El almirante Richard Byrd, que llevó el aislamiento al extremo, prepara la comida en la Base Advance, su remota cabaña en la barrera de hielo de Ross donde sobrevivió al terrible invierno de 1934. «Mis modales en la mesa son atroces», escribió en su diario. «Recuerdo leer en Epicuro que un hombre que vive solo vive como un lobo».
Para combatir la soledad, el frío extremo y un hornillo cuyas emanaciones de monóxido de carbono estuvieron a punto de matarlo, Byrd diseñó rutinas que lo mantenían ocupado en física y mentalmente durante los largos meses de oscuridad invernal, espacios reducidos y temperaturas de menos de 60 grados.
«Reconocí que una rutina armoniosa y metódica era la única defensa duradera contra mis circunstancias especiales», escribió Byrd. «La soledad enloquecedora que genera el aislamiento es la soledad de una rutina fútil. Intenté mantener mis días llenos».

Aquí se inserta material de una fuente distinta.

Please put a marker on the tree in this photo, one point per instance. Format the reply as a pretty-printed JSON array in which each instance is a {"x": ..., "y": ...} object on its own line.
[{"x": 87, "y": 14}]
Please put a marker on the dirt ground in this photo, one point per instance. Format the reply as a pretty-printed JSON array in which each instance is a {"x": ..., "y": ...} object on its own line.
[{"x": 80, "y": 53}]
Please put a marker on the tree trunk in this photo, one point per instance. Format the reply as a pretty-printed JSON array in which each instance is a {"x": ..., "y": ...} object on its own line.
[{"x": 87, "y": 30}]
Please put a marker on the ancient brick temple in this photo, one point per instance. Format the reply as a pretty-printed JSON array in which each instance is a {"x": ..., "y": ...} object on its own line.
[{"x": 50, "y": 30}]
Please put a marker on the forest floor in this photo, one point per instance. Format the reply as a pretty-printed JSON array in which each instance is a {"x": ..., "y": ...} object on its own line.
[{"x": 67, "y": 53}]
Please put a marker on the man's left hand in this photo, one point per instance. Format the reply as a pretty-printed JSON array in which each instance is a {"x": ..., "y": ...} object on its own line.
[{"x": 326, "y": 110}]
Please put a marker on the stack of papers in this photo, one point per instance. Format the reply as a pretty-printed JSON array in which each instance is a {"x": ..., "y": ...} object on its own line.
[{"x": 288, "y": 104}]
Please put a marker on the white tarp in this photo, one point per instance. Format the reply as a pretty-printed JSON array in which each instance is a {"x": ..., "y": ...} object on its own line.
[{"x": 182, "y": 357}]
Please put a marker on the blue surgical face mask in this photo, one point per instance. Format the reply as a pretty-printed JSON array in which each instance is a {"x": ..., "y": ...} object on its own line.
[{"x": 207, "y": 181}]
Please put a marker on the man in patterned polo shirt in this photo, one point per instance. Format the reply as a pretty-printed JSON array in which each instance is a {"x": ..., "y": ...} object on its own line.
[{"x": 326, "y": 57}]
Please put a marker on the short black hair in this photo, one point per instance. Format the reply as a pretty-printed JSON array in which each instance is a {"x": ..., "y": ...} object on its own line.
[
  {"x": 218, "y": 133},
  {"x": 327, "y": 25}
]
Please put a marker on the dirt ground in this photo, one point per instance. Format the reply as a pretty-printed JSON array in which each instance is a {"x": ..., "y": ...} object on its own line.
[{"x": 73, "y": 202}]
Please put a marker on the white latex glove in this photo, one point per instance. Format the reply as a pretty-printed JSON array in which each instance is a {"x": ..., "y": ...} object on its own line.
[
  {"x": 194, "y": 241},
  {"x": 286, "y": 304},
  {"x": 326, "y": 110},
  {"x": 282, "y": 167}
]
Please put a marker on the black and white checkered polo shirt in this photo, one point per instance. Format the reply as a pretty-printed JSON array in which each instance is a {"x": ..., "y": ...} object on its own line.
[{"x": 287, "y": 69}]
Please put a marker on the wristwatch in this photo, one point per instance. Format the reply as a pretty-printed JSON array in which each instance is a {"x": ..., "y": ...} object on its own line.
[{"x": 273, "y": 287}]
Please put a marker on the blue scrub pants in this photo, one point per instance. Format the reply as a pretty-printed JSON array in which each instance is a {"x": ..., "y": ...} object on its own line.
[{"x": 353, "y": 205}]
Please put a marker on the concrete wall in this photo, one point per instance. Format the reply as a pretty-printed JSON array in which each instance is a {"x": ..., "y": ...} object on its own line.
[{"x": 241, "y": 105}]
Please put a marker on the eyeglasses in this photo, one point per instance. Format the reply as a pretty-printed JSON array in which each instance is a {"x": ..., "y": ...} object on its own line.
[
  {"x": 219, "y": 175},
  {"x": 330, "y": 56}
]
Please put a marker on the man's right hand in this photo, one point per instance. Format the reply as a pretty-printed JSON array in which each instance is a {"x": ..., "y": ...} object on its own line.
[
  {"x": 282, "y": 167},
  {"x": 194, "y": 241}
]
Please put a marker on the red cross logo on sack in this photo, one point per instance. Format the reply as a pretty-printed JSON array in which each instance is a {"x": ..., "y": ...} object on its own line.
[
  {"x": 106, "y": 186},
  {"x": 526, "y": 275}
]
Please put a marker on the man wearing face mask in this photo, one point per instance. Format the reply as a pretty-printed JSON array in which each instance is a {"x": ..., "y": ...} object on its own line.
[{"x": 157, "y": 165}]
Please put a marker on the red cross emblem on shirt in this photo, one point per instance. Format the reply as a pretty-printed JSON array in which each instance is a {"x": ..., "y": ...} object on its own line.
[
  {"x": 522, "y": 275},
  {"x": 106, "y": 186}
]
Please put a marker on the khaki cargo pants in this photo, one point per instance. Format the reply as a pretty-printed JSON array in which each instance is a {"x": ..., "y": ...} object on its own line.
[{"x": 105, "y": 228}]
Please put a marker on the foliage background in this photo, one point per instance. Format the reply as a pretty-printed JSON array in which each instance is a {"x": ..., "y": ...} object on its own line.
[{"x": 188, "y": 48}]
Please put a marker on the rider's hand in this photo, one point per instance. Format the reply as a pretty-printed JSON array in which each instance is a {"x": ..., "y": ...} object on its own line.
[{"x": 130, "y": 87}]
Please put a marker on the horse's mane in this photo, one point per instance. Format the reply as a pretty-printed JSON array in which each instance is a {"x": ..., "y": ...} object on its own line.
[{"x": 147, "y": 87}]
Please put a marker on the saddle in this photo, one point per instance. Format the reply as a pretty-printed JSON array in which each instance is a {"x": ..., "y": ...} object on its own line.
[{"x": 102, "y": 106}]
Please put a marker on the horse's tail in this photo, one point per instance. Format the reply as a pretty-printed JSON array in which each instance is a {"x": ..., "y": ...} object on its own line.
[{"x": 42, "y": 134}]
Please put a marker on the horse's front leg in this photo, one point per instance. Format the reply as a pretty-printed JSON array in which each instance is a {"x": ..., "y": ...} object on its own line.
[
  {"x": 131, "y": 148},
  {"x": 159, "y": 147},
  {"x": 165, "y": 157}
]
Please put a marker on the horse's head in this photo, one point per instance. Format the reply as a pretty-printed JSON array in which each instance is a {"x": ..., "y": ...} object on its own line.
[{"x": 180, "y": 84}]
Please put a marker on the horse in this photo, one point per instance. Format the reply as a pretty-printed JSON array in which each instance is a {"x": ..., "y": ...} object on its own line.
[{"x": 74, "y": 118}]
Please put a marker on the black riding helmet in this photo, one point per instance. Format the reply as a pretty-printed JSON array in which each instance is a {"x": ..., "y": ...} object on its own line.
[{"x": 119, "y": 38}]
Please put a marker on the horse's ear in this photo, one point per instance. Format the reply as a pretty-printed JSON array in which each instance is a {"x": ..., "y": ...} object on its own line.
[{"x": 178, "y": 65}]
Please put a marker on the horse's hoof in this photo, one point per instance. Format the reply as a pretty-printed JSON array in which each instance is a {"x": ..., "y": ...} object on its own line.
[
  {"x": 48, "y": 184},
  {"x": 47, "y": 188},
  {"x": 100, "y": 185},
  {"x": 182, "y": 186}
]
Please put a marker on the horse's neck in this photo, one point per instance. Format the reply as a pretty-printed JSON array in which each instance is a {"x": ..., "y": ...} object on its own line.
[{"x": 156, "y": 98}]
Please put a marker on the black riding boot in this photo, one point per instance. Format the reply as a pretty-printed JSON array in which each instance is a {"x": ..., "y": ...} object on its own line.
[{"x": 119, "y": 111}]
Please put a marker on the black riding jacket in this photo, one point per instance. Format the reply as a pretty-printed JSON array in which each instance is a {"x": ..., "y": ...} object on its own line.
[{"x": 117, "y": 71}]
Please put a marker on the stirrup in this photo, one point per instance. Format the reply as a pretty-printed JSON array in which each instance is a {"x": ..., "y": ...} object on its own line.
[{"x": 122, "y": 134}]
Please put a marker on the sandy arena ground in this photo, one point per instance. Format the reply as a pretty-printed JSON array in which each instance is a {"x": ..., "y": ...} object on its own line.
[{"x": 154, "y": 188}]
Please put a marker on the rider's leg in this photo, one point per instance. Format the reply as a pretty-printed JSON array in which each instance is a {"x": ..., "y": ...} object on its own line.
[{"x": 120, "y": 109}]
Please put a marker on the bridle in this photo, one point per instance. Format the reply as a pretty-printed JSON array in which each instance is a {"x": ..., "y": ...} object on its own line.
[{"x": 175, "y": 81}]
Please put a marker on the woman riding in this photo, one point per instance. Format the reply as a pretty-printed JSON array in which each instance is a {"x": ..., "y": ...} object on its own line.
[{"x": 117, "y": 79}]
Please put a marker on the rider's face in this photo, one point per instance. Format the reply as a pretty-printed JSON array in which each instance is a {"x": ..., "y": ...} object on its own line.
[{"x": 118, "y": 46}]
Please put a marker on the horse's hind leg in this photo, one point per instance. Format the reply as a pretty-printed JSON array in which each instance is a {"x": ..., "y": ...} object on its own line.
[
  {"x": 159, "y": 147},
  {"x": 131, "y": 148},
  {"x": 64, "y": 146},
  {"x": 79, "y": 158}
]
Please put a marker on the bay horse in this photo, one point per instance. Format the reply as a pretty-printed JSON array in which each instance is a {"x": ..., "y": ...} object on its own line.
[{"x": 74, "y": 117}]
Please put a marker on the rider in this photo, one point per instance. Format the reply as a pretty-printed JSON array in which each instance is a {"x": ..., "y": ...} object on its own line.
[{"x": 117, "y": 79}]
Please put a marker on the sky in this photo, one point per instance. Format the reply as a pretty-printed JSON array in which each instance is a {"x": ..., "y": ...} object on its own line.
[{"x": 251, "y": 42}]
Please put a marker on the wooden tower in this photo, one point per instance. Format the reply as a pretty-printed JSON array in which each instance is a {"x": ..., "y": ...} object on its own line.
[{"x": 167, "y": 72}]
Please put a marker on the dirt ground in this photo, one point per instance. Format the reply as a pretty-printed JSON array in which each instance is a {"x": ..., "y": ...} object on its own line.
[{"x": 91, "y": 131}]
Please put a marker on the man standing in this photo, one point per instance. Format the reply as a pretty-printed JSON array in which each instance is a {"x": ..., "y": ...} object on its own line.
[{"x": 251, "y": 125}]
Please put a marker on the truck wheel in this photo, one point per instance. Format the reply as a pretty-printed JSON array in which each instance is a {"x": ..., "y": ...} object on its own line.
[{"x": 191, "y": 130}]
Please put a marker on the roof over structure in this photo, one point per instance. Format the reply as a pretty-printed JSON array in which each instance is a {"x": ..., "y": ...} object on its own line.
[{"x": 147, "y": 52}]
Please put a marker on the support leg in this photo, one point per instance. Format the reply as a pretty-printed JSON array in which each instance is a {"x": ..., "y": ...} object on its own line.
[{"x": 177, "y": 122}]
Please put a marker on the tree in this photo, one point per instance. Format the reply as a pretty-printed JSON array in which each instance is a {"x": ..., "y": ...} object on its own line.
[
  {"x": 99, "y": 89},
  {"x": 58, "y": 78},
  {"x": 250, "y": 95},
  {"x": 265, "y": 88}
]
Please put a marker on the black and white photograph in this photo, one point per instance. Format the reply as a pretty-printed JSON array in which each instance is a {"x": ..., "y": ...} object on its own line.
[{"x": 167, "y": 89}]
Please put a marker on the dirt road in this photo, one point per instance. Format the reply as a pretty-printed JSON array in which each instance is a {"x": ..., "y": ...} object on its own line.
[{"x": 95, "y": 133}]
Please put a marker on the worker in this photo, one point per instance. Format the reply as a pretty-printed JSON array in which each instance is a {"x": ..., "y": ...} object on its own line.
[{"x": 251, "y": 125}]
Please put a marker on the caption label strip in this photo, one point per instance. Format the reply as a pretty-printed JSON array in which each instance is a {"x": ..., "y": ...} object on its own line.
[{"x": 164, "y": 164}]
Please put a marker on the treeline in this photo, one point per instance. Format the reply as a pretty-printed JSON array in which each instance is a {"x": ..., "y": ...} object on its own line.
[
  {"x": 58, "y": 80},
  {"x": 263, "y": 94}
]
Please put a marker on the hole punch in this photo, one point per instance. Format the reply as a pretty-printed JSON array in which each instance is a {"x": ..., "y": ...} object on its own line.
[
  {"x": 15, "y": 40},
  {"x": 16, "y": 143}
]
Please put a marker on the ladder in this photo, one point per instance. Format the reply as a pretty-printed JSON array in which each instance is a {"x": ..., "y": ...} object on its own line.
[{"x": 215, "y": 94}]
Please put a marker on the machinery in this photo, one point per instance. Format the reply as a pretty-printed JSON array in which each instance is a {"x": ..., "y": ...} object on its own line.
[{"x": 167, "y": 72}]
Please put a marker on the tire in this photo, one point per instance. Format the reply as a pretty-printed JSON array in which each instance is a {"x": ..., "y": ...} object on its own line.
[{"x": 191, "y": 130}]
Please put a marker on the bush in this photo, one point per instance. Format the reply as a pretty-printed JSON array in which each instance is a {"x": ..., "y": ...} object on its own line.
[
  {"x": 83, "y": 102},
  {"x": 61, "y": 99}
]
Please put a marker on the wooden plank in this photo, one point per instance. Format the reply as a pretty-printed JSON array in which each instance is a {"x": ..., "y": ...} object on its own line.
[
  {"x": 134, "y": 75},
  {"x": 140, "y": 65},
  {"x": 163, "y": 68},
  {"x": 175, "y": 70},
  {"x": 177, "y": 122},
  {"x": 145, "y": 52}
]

Mientras comía, leía de entre una serie de novelas que había traído para llenar las horas muertas. «Una comida a solas y en silencio no es placentera», escribió. «Así que me he habituado a leer mientras como. De ese modo puedo perderme por completo durante un tiempo. Los días que no leo, me siento como un bárbaro rumiando sobre un trozo de carne».
Quizá la mejor conclusión de las experiencias de los primeros exploradores antárticos, según el psicólogo Roberts, no sean las rutinas que diseñaron para mantener a raya la soledad, el aburrimiento y la desesperación, sino el ejemplo de liderazgo que mostró Shackleton al mirar hacia delante y crear una hoja de ruta creíble para el futuro. Mientras su barco se hundía bajo el hielo, se dirigió a sus hombres y comentó de forma casual: «El barco ya no está, los almacenes ya no están... así que supongo que nos vamos a casa».
«Ese era el genio de Shackleton», afirma Roberts. «Era capaz de infundir esperanzas, fe, crear la visión de un final feliz y presentar un plan creíble para lograrlo. Mientras reflexionamos sobre lo que nos depara el futuro post-COVID, esa será la vara por la que mediremos a nuestros líderes actuales».